Facebook Hacker Cup: After the Dance Battle

Question

We want to find the shortest path between two points in a special grid. We can travel between adjacent squares in a single move, but we can also travel between cells of the same type (there are 10 types) in a single move no matter the distance between them.

How can we find the the number of steps required to travel between two points for a grid of up to 100x100 in size?

Answer 1

I solved this one during the contest by using BFS.

The problem can be modeled as a graph.
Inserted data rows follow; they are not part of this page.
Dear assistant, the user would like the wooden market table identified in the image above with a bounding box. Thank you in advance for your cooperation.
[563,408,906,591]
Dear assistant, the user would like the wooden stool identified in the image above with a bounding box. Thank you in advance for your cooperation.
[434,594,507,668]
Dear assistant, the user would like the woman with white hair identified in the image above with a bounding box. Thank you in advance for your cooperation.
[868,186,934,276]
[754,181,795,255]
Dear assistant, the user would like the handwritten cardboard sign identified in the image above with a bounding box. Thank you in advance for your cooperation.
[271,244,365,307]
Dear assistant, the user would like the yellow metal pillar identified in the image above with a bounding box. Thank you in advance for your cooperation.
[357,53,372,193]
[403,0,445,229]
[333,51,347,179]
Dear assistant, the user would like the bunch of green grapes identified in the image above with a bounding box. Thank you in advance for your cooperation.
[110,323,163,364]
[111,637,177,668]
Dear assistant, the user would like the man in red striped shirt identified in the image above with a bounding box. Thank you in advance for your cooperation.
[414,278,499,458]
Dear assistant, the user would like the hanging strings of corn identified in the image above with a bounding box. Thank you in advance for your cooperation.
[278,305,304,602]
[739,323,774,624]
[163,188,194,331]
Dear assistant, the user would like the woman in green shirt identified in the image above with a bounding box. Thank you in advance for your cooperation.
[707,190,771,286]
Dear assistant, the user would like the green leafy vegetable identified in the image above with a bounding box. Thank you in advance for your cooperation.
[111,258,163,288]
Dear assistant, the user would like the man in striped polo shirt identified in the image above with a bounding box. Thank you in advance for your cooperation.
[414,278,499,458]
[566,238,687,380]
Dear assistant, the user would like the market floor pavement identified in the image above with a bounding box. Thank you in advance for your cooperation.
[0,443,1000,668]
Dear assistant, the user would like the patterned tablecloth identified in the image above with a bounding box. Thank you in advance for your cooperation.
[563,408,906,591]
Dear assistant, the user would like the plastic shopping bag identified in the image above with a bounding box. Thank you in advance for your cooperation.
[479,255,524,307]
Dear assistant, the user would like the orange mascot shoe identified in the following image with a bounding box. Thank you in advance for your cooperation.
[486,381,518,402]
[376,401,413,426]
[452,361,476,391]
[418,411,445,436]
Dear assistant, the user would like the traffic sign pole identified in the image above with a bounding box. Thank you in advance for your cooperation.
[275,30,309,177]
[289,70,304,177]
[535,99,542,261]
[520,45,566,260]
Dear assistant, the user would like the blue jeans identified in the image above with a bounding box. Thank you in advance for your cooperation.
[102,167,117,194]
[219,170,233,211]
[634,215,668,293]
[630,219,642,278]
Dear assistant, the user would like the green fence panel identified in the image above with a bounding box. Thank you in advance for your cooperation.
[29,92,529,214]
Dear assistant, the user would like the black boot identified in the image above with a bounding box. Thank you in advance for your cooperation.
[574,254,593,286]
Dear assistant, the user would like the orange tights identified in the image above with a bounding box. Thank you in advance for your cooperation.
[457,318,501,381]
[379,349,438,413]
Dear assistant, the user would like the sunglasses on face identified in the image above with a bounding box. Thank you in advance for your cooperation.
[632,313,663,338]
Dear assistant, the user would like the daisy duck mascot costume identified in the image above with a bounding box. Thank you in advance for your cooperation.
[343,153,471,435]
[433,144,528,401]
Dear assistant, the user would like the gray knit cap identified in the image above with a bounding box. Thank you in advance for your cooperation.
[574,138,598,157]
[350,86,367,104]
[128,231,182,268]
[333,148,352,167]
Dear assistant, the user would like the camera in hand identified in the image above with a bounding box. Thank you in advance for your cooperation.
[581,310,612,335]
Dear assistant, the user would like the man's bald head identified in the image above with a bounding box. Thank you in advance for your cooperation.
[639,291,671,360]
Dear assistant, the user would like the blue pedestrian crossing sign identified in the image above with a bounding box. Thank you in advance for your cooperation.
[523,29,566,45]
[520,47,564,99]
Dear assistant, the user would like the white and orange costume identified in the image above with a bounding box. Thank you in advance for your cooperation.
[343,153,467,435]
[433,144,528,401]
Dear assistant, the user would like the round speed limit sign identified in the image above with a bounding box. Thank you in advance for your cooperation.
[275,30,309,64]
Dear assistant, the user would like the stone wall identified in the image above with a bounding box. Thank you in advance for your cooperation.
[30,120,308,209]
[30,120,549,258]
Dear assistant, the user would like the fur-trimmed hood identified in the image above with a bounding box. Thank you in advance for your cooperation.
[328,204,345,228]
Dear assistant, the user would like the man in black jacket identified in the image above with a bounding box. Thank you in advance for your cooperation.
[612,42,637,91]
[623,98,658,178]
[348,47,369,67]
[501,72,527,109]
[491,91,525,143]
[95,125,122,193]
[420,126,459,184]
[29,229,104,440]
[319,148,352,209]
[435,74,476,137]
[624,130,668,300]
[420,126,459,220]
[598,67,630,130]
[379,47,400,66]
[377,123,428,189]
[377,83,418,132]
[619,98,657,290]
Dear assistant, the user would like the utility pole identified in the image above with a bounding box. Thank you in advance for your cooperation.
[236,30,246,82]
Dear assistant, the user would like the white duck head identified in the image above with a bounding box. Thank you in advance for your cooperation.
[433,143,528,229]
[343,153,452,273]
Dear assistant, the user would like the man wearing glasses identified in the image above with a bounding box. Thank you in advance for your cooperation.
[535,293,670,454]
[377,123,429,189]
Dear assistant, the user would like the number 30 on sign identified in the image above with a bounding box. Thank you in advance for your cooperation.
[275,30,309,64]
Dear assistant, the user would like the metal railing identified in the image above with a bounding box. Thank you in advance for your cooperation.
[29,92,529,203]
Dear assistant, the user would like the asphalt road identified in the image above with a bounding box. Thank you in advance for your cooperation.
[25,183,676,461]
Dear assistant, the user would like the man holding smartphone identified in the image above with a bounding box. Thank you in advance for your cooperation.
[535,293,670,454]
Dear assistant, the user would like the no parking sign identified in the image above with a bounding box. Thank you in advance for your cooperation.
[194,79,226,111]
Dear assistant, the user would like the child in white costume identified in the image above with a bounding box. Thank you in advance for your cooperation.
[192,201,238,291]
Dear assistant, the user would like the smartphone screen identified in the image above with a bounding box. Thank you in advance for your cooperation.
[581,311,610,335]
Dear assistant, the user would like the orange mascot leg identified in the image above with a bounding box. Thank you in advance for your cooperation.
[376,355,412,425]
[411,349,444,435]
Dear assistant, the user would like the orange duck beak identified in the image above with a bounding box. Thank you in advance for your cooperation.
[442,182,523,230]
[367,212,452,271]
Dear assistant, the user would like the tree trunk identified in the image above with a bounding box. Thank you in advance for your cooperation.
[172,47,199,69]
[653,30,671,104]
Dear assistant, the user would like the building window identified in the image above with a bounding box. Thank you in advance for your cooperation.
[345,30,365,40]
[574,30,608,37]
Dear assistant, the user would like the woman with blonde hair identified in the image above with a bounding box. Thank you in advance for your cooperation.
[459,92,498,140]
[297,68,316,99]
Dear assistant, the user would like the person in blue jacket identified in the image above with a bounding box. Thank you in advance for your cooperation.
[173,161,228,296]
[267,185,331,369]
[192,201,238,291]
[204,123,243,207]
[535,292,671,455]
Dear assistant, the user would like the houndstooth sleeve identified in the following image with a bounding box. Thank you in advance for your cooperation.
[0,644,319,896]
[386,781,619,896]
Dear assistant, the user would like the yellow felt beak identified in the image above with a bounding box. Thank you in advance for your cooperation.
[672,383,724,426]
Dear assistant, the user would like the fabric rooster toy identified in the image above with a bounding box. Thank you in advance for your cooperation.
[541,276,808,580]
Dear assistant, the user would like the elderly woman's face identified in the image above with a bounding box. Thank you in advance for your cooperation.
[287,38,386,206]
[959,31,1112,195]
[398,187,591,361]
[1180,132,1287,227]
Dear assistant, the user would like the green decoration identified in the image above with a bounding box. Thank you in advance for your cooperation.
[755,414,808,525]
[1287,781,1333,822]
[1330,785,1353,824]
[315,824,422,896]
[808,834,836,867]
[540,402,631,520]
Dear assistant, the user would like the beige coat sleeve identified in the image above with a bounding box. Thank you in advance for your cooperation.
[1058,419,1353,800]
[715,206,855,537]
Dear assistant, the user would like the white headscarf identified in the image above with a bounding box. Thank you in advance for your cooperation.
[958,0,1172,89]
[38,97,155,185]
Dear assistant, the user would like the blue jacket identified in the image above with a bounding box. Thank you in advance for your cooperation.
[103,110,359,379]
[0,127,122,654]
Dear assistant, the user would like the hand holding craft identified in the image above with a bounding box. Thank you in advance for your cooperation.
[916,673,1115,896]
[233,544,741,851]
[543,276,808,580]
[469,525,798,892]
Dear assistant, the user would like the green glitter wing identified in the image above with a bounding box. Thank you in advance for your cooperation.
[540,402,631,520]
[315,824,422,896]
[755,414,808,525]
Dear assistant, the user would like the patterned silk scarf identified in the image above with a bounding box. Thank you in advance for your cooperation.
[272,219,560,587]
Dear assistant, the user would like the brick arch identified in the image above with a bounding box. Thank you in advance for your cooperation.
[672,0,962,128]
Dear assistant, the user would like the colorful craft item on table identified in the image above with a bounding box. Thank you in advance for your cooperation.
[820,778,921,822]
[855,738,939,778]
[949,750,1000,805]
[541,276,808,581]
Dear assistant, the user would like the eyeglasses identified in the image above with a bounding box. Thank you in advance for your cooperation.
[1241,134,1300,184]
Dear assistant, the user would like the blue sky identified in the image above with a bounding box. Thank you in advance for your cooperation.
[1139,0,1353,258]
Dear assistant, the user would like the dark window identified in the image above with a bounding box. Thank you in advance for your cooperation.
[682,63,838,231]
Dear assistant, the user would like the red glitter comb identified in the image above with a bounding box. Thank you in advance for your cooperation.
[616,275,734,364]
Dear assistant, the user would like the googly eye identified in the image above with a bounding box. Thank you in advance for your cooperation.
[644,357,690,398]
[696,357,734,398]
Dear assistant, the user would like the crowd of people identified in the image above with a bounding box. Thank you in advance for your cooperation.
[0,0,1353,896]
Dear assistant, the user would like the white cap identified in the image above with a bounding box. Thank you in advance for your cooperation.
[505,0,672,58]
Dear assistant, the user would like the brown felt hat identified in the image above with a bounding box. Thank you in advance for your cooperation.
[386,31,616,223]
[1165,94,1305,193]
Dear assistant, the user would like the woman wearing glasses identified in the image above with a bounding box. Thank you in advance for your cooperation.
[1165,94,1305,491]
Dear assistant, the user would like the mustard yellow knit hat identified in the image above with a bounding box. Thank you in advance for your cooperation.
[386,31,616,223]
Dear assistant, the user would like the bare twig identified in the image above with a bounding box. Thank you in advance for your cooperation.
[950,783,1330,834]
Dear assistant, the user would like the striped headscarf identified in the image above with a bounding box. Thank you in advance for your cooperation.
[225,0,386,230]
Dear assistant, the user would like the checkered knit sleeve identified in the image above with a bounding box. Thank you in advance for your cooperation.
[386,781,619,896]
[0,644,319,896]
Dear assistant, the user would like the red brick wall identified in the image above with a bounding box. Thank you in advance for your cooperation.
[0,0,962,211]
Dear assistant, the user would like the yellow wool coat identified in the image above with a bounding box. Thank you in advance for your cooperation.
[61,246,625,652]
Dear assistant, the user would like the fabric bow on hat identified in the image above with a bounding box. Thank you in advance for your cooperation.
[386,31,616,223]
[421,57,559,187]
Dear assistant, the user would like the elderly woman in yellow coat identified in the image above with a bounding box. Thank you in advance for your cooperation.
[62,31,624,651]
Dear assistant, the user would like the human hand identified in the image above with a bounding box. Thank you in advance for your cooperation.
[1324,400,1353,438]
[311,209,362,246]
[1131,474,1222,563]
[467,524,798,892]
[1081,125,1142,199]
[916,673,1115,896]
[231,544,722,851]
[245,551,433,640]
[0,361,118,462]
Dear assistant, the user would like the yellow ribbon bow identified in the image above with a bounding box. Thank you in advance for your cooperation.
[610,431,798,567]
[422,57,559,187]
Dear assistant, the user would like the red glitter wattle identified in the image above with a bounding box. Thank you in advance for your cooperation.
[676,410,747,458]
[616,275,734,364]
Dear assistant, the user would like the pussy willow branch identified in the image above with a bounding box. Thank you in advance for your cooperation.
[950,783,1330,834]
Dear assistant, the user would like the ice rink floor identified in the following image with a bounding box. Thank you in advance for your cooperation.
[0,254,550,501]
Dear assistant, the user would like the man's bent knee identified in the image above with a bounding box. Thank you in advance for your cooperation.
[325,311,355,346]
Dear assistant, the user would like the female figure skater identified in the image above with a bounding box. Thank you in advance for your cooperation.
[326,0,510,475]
Each cell is a node and has an edge with each adjacent cell. Instead of building the graph explicitly, we can simply keep the graph implicit by visiting each cell and its neighbours by computing grid coordinates as needed.

Each cell also has an edge to all cells of the same colour. We can add this to our graph by keeping lists of cells of each colour and visiting all cells of the same colour as the current cell.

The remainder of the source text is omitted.